BLM campgrounds are often very nice as well.
Valley of Fires Recreation Area & BLM Campground is an excellent campground. Fires rated
The Three Rivers Petroglyph Site & BLM Campground 3Rivers
There are many Nat'l Forests in NM and AZ such as The Lincoln National Forest - from personal experience, the camping around Cloudcroft is very good. We have mainly used the campgrounds or dispersed camping area by the Silver, Apache & Saddle Campgrounds on the Hwy going to Mescalero Apache Indian Reservation on NM 244. Sacramento Ranger District. Lincoln
Deerhead was being updated when we were there early this summer.
Bluff Springs & Rim Trail- This popular dispersed area has a small waterfall, with springs located 200 yards above. Access to T113 (Willie White) can be found here. There are some bike trails in the area as well & motorcycles ones as well. Other trails Rails to Trails and Camping and Ruidoso Trails and Trail listings
There are several areas listed in this POST some in the Lincoln Nat'l and some in the Gila Nat'l Forest, both with plenty of boondocking/despersed sites.

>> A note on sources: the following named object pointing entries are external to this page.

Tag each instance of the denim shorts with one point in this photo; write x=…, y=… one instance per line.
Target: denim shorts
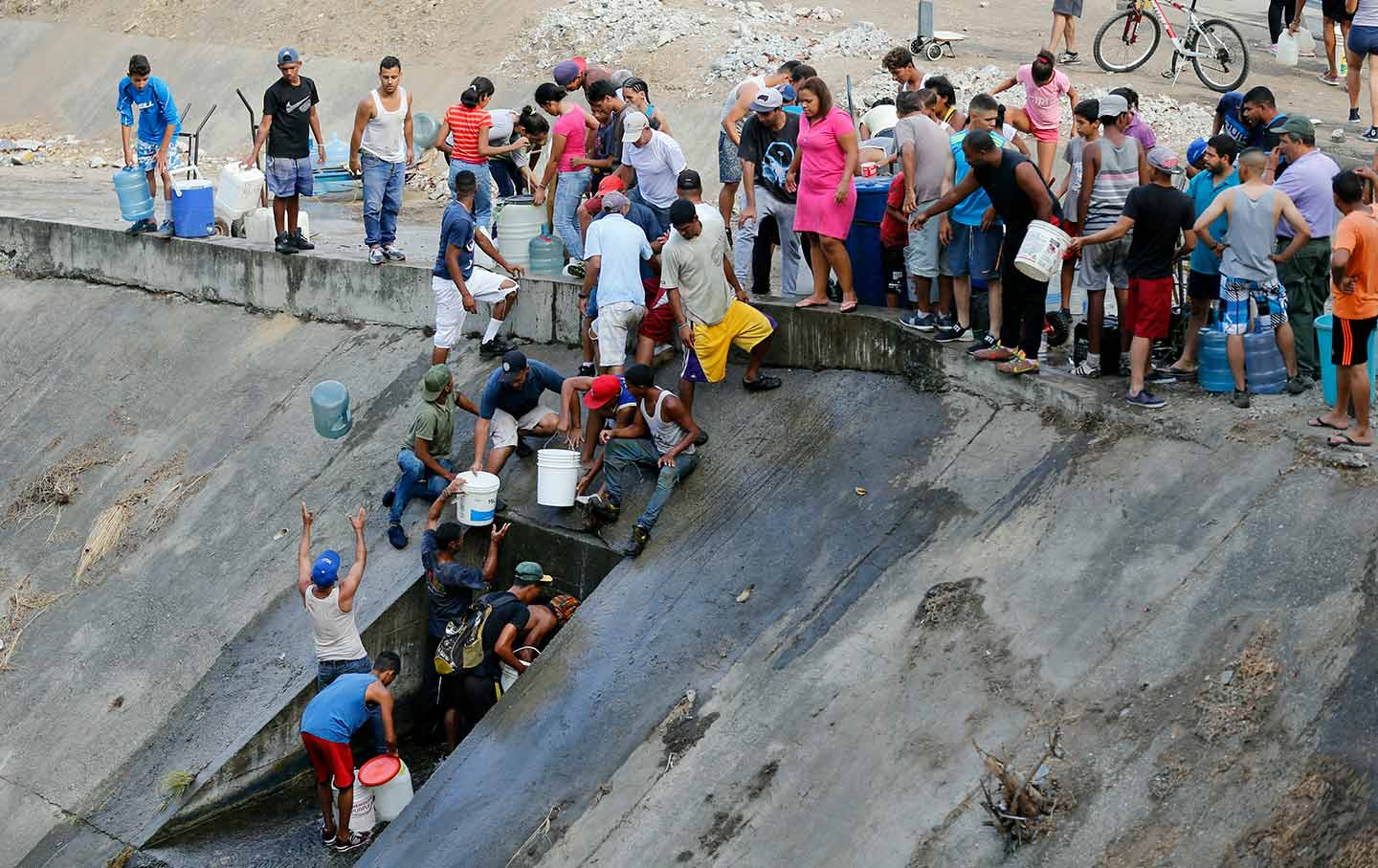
x=288, y=176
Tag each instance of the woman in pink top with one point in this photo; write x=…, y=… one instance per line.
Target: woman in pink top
x=820, y=175
x=1040, y=116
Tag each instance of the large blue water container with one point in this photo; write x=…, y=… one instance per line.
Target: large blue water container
x=132, y=190
x=329, y=410
x=868, y=275
x=193, y=209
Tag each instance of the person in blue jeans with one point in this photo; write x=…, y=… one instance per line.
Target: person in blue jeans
x=155, y=152
x=423, y=463
x=672, y=430
x=381, y=150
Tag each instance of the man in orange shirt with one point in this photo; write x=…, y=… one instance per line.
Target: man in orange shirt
x=1353, y=270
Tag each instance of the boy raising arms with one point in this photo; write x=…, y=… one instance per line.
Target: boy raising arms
x=155, y=150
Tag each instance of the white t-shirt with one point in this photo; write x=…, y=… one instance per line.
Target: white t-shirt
x=657, y=167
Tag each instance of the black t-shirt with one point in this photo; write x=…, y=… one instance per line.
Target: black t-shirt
x=1159, y=215
x=291, y=110
x=448, y=586
x=507, y=610
x=772, y=150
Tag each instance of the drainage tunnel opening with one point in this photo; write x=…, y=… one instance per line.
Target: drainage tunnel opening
x=262, y=809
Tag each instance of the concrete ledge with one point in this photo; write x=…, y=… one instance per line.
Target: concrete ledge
x=313, y=284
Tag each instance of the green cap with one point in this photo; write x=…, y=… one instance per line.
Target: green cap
x=434, y=382
x=529, y=572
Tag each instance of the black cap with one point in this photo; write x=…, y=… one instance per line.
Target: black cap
x=682, y=212
x=514, y=361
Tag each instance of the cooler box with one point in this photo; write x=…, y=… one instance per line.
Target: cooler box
x=868, y=275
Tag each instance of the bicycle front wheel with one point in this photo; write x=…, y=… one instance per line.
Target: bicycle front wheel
x=1224, y=56
x=1126, y=41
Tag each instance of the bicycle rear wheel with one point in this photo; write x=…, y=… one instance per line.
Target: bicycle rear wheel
x=1227, y=62
x=1126, y=41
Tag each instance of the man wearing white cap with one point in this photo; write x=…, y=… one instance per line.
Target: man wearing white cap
x=652, y=160
x=767, y=149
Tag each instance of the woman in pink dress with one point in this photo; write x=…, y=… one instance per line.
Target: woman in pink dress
x=821, y=178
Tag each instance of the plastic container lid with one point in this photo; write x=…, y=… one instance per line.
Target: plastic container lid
x=379, y=770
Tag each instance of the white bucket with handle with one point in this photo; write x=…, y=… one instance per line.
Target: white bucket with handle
x=1040, y=256
x=557, y=477
x=478, y=501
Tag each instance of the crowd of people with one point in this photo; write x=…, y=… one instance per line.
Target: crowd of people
x=1269, y=223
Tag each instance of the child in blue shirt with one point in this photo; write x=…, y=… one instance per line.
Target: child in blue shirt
x=155, y=150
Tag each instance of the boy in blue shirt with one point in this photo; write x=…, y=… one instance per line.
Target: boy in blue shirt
x=155, y=150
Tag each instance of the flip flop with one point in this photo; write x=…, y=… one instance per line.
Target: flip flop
x=1316, y=422
x=1344, y=439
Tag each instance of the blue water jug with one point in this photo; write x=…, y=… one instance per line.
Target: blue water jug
x=547, y=254
x=1265, y=372
x=1212, y=373
x=329, y=410
x=135, y=200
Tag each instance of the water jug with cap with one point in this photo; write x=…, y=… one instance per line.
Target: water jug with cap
x=132, y=190
x=547, y=254
x=329, y=410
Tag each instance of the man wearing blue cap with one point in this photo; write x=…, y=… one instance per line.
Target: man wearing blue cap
x=288, y=115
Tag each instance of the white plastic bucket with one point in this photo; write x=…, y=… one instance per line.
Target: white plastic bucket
x=389, y=795
x=478, y=501
x=557, y=477
x=363, y=817
x=1040, y=256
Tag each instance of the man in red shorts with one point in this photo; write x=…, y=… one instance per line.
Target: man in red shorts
x=1158, y=213
x=328, y=723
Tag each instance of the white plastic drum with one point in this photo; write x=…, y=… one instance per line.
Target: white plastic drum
x=477, y=503
x=557, y=477
x=1040, y=256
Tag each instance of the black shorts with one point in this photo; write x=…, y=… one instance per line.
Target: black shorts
x=1200, y=285
x=1349, y=344
x=1334, y=10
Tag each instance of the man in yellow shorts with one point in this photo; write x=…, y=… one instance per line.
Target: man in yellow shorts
x=710, y=309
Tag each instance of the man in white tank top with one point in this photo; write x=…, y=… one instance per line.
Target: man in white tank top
x=384, y=134
x=672, y=430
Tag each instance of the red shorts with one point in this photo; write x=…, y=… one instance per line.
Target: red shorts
x=1149, y=306
x=329, y=758
x=659, y=323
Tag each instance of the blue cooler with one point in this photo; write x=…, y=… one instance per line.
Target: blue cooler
x=193, y=209
x=864, y=240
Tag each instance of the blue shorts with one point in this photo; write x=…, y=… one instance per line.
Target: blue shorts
x=1269, y=300
x=146, y=154
x=729, y=166
x=1363, y=40
x=288, y=176
x=973, y=251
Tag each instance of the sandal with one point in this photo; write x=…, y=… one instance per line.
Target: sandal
x=1316, y=422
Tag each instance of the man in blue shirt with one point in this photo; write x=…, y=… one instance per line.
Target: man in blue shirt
x=1203, y=284
x=459, y=285
x=155, y=147
x=510, y=408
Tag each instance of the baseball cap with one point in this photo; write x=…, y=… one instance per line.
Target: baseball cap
x=1114, y=105
x=1294, y=124
x=434, y=382
x=529, y=572
x=1165, y=159
x=566, y=72
x=767, y=100
x=605, y=389
x=633, y=125
x=514, y=361
x=325, y=569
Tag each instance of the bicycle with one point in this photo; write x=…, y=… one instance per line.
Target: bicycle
x=1215, y=49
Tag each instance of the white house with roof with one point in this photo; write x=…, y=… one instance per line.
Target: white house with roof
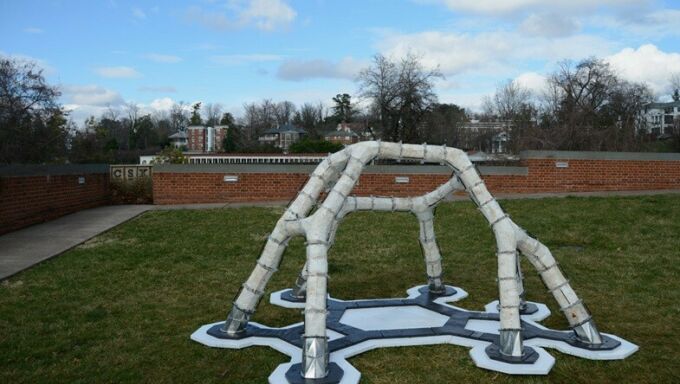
x=178, y=139
x=662, y=118
x=282, y=136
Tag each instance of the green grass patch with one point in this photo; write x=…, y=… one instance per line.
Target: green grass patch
x=120, y=308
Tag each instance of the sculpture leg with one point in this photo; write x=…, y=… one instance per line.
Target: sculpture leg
x=300, y=288
x=574, y=310
x=433, y=259
x=508, y=287
x=315, y=343
x=253, y=289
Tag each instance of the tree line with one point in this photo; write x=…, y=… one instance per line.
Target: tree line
x=585, y=106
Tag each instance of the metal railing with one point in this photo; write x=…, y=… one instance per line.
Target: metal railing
x=255, y=159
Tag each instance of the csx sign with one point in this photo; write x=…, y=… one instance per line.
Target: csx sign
x=129, y=172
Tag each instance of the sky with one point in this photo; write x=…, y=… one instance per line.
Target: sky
x=103, y=54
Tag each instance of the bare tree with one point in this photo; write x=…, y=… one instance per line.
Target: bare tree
x=401, y=93
x=310, y=118
x=675, y=86
x=513, y=107
x=33, y=126
x=179, y=116
x=213, y=113
x=590, y=108
x=284, y=112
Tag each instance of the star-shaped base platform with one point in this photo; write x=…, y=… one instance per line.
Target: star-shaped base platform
x=357, y=326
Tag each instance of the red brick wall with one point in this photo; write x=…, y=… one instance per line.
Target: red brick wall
x=599, y=175
x=185, y=188
x=543, y=176
x=26, y=200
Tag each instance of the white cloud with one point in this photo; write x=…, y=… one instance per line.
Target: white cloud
x=159, y=58
x=137, y=13
x=265, y=15
x=41, y=64
x=244, y=58
x=297, y=70
x=535, y=82
x=492, y=53
x=33, y=30
x=157, y=89
x=117, y=72
x=452, y=52
x=268, y=14
x=92, y=95
x=548, y=25
x=163, y=104
x=649, y=25
x=646, y=64
x=496, y=7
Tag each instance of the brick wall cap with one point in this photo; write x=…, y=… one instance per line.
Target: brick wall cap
x=12, y=170
x=593, y=155
x=307, y=169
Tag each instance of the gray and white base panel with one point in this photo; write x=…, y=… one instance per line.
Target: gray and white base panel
x=357, y=326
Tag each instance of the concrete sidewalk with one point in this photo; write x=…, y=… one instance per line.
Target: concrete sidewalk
x=29, y=246
x=26, y=247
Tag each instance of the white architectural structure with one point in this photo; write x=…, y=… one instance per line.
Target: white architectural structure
x=662, y=118
x=498, y=339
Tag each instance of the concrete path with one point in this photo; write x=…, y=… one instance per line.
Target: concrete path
x=29, y=246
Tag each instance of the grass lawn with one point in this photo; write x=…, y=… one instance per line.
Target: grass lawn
x=121, y=307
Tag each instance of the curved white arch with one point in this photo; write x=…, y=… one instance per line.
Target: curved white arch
x=338, y=174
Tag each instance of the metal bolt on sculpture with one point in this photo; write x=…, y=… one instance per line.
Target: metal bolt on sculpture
x=506, y=337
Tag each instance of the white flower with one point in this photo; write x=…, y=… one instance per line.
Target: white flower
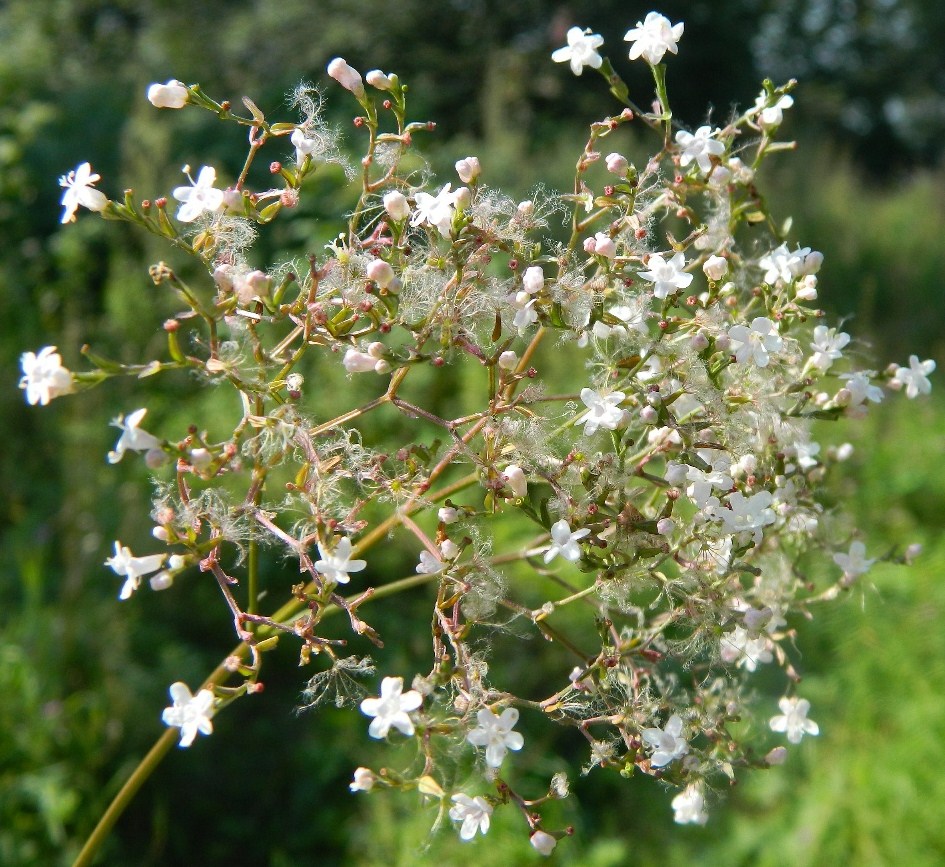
x=565, y=542
x=200, y=196
x=603, y=411
x=859, y=389
x=793, y=719
x=496, y=735
x=173, y=94
x=755, y=343
x=380, y=80
x=689, y=806
x=474, y=813
x=533, y=280
x=336, y=564
x=44, y=377
x=653, y=37
x=543, y=842
x=667, y=277
x=391, y=709
x=746, y=652
x=396, y=205
x=699, y=146
x=364, y=780
x=435, y=210
x=915, y=377
x=855, y=563
x=667, y=742
x=133, y=568
x=189, y=713
x=580, y=51
x=347, y=76
x=715, y=267
x=132, y=438
x=772, y=115
x=827, y=346
x=429, y=565
x=79, y=191
x=468, y=169
x=516, y=480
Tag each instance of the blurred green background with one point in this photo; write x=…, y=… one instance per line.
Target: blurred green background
x=83, y=678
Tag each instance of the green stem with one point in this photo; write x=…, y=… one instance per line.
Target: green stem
x=124, y=797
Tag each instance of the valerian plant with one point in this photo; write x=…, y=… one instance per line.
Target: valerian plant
x=672, y=501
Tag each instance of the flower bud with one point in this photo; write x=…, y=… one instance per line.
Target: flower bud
x=468, y=169
x=173, y=94
x=715, y=267
x=543, y=842
x=396, y=205
x=380, y=272
x=347, y=76
x=616, y=164
x=378, y=79
x=508, y=360
x=515, y=478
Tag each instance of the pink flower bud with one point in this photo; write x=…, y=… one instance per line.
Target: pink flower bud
x=380, y=272
x=347, y=76
x=617, y=164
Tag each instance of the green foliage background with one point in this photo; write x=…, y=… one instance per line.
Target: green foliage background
x=83, y=678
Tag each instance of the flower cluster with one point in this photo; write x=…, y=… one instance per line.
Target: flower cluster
x=679, y=465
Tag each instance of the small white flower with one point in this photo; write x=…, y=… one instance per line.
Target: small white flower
x=189, y=713
x=753, y=344
x=689, y=806
x=347, y=76
x=44, y=377
x=854, y=563
x=516, y=480
x=79, y=191
x=435, y=210
x=828, y=345
x=581, y=50
x=335, y=565
x=739, y=647
x=653, y=37
x=391, y=709
x=123, y=562
x=173, y=94
x=715, y=267
x=429, y=565
x=793, y=719
x=496, y=735
x=543, y=842
x=772, y=115
x=699, y=146
x=364, y=780
x=474, y=813
x=199, y=197
x=603, y=411
x=132, y=438
x=565, y=542
x=915, y=377
x=667, y=277
x=396, y=205
x=667, y=742
x=380, y=80
x=468, y=169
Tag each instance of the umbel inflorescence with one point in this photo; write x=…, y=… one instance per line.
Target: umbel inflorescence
x=670, y=500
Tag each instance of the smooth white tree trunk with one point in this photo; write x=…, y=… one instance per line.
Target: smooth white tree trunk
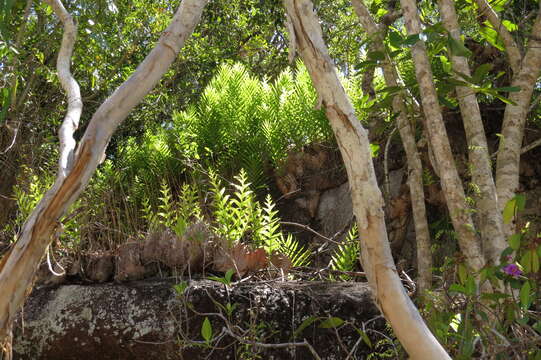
x=490, y=223
x=450, y=181
x=415, y=173
x=366, y=197
x=18, y=266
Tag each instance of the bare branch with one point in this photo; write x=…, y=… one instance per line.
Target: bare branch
x=18, y=266
x=70, y=85
x=415, y=182
x=450, y=180
x=513, y=51
x=530, y=146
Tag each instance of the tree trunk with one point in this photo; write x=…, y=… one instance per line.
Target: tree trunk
x=450, y=181
x=366, y=197
x=415, y=178
x=489, y=214
x=514, y=121
x=18, y=266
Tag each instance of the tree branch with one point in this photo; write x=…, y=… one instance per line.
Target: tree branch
x=70, y=85
x=513, y=51
x=18, y=266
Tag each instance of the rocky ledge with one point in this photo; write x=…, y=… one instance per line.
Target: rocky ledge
x=152, y=319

I have not been to Mescalero Sands. I can not find a link stating how far the drive is from the HWY.
Chiricahua National Monument by Willcox is great, been there will go back. Chiricahua NPS but if rigs are too long for the Nat'l Mon Campground in the Coronado National Forest above it you can desperse camp for free.
Close by Chiricahua Nat'l Mon there is the neat ruins of a fort, some hiking to get to it. Fort Bowie National Historic Site is worth the 3 mile round-trip walk for the best experience of Fort Bowie National Historic Site. If you physically can not walk the trail, please contact the visitor center staff at 520-847-2500 for directions to the alternate access. Fort
Such as Carr Canyon Road is 7 miles south of the Fry Blvd./Hwy 92 intersection on the east side of Sierra Vista; it is 2.3 miles from Hwy 92 to the Carr House, 8.5 miles to the campgrounds. Ordinary passenger cars can negotiate the upper stretches of Carr Canyon Road, but high clearance is helpful. Warning: Large RVs and vehicles pulling trailers may not be able to negotiate the tight curves on this narrow mountain road! However, the campgrounds and upper part of the road are usually closed in winter due to heavy snow and ice in the higher elevations. Grand Canyon Dispersed Camping
There are many others, but this should let you see what is out this way.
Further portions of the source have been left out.